Chemotherapy is equally a modern marvel of science and a special delivery straight from the fiery depths of hell. I’d love to pretend it is anything less than that, but it’s not. Every three weeks I sit in a lazy boy, stuffed with warm blankets (if needed), my laptop and a tv, receiving several hours worth of IV bags. It kills your cells, both healthy and cancerous. It takes you within an inch of your life for at least seven horrible days, and just when you start feeling better, it's time to go back for your next treatment. There’s something about lying in your bed wondering if this unfamiliar feeling of what can only be described as dying that gives a person some time to think and reorganize your priorities. It is the ultimate boot camp for survival, patience, faith, and self control. Chemo is bone pain, nausea, vomiting, fever, cold sweats, muscle cramps and spasms, losing your hair, and a constant terrible stomachache.

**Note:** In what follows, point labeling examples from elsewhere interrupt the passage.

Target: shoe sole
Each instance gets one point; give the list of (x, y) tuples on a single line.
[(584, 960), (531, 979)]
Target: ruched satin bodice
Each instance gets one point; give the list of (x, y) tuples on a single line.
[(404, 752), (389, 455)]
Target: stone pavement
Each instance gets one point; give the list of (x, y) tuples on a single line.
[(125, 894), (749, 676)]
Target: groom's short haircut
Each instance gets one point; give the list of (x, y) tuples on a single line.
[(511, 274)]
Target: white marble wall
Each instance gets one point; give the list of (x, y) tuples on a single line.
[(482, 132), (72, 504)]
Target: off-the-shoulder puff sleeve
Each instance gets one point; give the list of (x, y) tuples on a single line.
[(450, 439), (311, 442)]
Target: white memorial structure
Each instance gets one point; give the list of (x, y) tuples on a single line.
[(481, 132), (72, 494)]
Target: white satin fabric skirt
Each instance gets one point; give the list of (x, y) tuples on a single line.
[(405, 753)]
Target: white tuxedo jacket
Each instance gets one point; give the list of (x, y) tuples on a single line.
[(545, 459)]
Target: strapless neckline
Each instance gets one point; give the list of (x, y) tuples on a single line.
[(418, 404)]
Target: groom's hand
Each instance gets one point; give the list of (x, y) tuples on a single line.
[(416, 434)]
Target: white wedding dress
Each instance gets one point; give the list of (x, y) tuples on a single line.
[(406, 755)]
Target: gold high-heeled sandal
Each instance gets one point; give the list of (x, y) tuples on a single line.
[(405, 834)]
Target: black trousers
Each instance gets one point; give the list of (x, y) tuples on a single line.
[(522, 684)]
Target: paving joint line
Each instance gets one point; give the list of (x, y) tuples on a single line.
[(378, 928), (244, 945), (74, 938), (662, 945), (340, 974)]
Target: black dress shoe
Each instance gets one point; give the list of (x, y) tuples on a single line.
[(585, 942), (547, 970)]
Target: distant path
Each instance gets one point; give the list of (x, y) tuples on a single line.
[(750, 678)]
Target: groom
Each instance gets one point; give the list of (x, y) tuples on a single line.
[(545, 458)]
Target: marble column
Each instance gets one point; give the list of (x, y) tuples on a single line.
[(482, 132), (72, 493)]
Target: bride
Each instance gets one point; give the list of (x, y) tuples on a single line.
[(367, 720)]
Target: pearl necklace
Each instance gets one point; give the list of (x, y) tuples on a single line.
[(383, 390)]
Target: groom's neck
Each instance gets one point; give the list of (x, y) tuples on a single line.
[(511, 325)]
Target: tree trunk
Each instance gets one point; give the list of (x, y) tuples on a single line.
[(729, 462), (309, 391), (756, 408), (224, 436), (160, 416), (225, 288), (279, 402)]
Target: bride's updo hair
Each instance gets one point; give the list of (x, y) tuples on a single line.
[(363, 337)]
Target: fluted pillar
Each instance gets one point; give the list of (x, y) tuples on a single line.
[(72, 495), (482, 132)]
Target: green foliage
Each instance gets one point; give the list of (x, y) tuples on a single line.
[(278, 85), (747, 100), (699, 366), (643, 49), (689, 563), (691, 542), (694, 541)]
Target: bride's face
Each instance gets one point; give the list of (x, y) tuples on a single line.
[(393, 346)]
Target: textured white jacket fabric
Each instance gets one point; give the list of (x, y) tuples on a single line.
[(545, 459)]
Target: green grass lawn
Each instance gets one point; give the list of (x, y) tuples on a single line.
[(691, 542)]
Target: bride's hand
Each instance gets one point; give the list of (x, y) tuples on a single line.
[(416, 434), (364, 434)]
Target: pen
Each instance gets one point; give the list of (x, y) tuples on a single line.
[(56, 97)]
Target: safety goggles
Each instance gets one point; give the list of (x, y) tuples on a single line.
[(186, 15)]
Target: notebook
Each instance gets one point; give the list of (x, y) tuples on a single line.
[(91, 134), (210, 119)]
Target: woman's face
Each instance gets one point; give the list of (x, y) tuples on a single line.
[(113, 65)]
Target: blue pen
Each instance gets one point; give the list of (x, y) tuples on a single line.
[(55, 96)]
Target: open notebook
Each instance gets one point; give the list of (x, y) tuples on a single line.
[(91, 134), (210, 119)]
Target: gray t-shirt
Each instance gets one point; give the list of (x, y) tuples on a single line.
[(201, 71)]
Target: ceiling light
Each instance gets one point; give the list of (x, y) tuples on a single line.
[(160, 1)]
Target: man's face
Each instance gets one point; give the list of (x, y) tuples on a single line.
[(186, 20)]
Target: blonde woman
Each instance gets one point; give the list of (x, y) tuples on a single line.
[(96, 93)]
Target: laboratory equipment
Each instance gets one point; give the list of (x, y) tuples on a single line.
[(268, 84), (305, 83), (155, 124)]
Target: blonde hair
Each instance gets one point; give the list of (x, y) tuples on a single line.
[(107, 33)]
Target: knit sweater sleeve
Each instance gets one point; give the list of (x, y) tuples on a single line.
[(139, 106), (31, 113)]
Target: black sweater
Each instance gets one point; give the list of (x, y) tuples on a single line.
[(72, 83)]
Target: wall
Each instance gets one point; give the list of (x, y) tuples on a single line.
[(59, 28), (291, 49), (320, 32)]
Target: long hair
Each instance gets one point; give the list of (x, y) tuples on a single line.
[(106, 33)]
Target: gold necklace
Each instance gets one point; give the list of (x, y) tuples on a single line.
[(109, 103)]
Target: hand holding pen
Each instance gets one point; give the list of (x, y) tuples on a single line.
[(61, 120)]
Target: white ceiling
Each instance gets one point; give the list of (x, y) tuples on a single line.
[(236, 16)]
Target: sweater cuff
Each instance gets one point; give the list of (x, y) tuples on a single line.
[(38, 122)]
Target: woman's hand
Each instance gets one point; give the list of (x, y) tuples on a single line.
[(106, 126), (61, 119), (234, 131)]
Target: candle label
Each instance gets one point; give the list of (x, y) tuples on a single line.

I've decided that I could be the military's secret weapon because I swear I am shooting fire out of my butt every time I go to the bathroom. I could end all war with the chemical warfare going on inside this body! I think that, like childbirth, if they told you what to really expect from chemo, nobody would do it. If I had only known what havoc it would wreak upon this poor body, I might have run away! It might make for a nifty party trick and it certainly gives the saying "shit-fire" a whole new meaning!
But on a lighter note, Hannah got her driver's license today! Watching her drive away this morning by herself was a little heart-wrenching. Now, don't get me wrong, this is a fabulous thing and I'm happy this day arrived. It's just that it makes you realize how fast they grow up and just how soon they will be leaving you. Time is fleeting and cancer makes me live with this realization every day.